Her smile was subtle. Controlled. "Smart decision. I'm Super Agent BK11—"

"I'm not remembering that," Lucian interrupted.

"—but you can call me Ash," she finished, unfazed.

"Well then, Ash," he said, "I presume we're done here. Can I be let out of your trap chair now?"

"Someone will take you to a temporary room," she replied. "Rest. In a few hours, I'll call for you. There's someone important you need to meet."

The restraints released with a faint click. Lucian pushed himself upright—only to have his knees fold under him. The sudden weight of his own body nearly sent him back into the seat. Four years without standing was a debt the muscles demanded in full.

Two men entered, their presence wordless but imposing.

"Take him," Ash ordered.

One of them gestured for Lucian to follow. Lucian gave her one final glance—a silent promise of unfinished business—before turning away.

---

"What's your read?" the agent asked once the door closed behind him.

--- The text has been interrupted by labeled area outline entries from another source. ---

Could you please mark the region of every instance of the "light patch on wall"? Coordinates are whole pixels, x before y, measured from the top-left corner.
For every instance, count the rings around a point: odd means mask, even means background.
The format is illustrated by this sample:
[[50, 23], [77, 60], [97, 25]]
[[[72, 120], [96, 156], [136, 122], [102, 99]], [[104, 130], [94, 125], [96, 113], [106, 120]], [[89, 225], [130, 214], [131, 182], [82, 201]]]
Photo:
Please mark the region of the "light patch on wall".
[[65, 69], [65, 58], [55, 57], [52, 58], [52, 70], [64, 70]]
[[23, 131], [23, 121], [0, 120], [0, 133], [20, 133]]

Ash's gaze lingered on the empty chair. "He doesn't move like a thirteen-year-old."

"That's because he's not. He's seventeen now."

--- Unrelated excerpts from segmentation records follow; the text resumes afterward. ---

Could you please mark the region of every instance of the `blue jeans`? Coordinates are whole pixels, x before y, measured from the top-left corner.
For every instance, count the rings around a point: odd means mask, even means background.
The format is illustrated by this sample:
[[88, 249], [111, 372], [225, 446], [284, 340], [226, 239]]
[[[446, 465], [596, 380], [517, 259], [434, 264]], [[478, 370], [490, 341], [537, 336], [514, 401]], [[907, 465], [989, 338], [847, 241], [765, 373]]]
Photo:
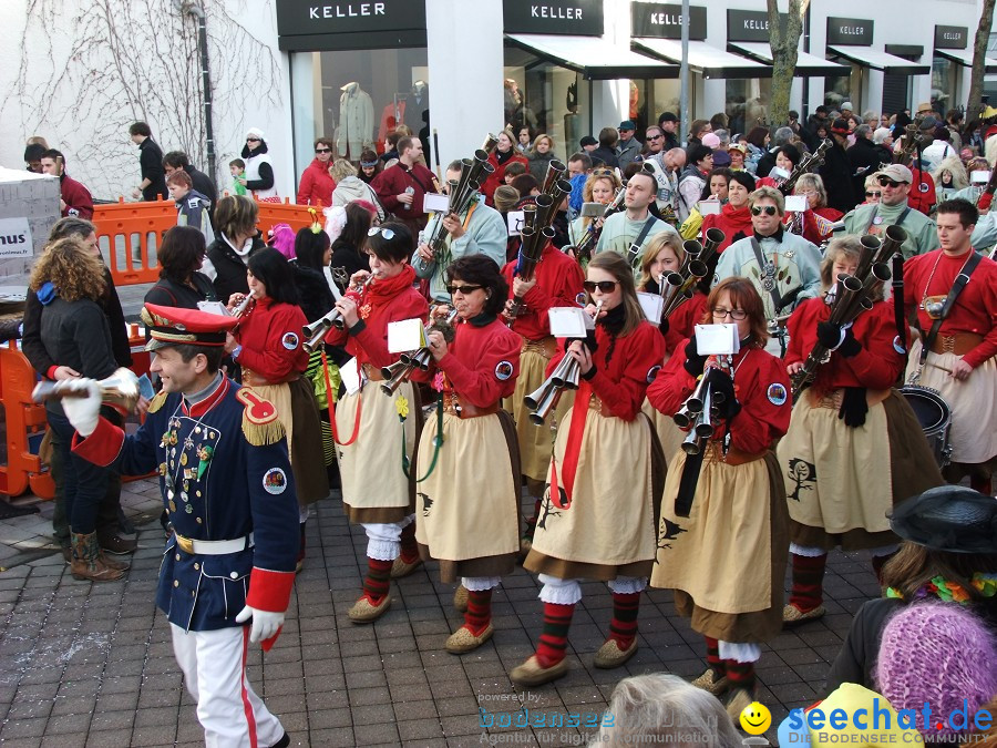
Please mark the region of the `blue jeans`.
[[111, 471], [73, 454], [76, 430], [61, 413], [47, 412], [49, 426], [59, 437], [55, 449], [62, 465], [62, 491], [65, 513], [72, 532], [89, 535], [96, 531], [97, 510], [107, 493]]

"No," she murmured. "He's seventeen in body. But he didn't live those four years. And yet…" She trailed off, a faint crease forming between her brows. "After what he just saw—there wasn't even a flicker. Not in his eyes, not in his pulse."

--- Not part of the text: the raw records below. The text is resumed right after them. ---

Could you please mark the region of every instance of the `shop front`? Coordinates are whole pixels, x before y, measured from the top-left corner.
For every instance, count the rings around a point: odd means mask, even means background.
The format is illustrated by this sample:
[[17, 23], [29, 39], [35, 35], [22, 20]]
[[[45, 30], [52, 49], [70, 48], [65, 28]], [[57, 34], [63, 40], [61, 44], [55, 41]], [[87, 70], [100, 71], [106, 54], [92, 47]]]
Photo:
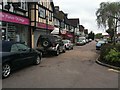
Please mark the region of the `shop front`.
[[45, 23], [38, 22], [36, 23], [36, 30], [34, 31], [34, 46], [38, 46], [38, 39], [40, 35], [50, 34], [54, 29], [52, 25], [46, 25]]
[[17, 41], [28, 44], [29, 42], [29, 19], [8, 12], [0, 12], [1, 40]]

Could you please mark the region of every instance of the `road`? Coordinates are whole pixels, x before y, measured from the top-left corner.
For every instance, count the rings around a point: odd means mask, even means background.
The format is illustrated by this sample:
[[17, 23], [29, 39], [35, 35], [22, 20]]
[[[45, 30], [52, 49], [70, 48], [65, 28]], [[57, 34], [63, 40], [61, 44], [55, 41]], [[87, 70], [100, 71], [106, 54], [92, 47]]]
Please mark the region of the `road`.
[[95, 42], [14, 72], [3, 88], [118, 88], [118, 72], [95, 63]]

The agent nodded grimly. "So which is it? Unfazed… or something worse?"

Her answer was quiet, almost to herself. "Worse. Much worse."

---

The agent led Lucian down a sterile corridor lined with identical grey doors. At one of them, he stopped and placed a palm against the wall scanner. The door slid open with a hiss.

"You'll stay here," he said, and walked away without waiting for a reply.

Lucian stepped inside.

The room was small and clinical. A bed barely big enough to count as one. A desk with a single journal resting on its surface—an almost absurd touch of humanity in an otherwise soulless box.

And a mirror at the far wall.

He moved toward it, the door sealing shut behind him.

The reflection staring back was almost a stranger. His hair had grown wild—black strands tangled and streaked with silver. His eyes were the same steel-grey… but they no longer belonged to a boy. His face had sharpened, matured.

He was taller. Stronger.

His gaze dropped to his hands. At first glance earlier, they had seemed unchanged. But now he saw the truth—the definition in the tendons, the hardened grip of someone who could break bone without trying.

Curious, he peeled off the plain grey shirt.

The mirror showed a body built for killing—lean but cut, with muscle traced in clean, deliberate lines. The faint shadows of abs. The frame of someone who'd been forged, not merely fed.

Lucian let the shirt fall from his fingers.

He crossed to the bed and collapsed onto it, eyes fixed on the unbroken slab of concrete above.

"I remember…" The words left him as a whisper.

Not all of it—not yet—but enough. Enough to no longer be chained to the flawed human he had been.

He remembered the Slumps. The hunger. The fights. The brutality that had shaped him. Beneath it all, there had still been fear, stubbornness, hesitation—human weakness.

But now…

Now, that part of him was gone.

Lucian's lips curved faintly—not in joy, but in recognition.

He was many, many things.

But a mortal human was not one of them.